The package implements a probabilistic method able to estimate the positions of cryptic transcription start sites (cryptic zones). We have defined five ways of identifying cryptic zones (for more information see ?initiation_sites).

3.1 Calculate cTSS

> #calculating the cTSS for FLO8 gene
> flo8_cTSS <- initiation_sites(
+   name = "YER109C", bamfiles = bamfiles,
+   types = types, annotations = annotations,
+   introns = introns, sf = scaling_factors, replicates = 100
+ )
> 
> #visualize results
> par(mfrow = c(3,2))
> plot(flo8, cTSS = flo8_cTSS, method = "methodC_gaussian")
> plot(flo8, cTSS = flo8_cTSS, method = "methodA")
> plot(flo8, cTSS = flo8_cTSS, method = "methodB")
> plot(flo8, cTSS = flo8_cTSS, method = "methodC")
> plot(flo8, cTSS = flo8_cTSS, method = "methodD")
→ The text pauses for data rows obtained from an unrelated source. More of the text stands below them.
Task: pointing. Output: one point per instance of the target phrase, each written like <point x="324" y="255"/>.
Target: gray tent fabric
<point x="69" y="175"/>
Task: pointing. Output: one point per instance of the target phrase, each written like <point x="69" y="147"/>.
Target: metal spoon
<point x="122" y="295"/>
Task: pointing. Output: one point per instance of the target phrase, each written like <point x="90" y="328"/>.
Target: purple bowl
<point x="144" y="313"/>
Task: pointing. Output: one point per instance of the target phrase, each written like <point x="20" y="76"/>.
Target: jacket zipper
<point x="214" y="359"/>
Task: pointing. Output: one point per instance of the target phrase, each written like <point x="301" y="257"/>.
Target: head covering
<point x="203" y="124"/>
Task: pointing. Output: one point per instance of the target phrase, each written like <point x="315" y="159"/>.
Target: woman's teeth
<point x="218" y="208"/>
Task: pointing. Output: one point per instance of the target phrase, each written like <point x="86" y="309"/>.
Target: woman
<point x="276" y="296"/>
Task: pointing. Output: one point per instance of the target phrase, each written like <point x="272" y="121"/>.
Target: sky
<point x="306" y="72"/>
plot of chunk unnamed-chunk-8

References

Cheung V, et al. (2008) Chromatin- and transcription-related factors repress tran-scription from within coding regions throughout the Saccharomyces cerevisiae genome. PLoS Biol. Nov 11;6(11):e277.

DeGennaro CM, et al. (2013) Spt6 regulates intragenic and antisense transcription, nucleosome positioning, and histone modifications genome-wide in fission yeast. Mol Cell Biol. Dec;33(24):4779-92.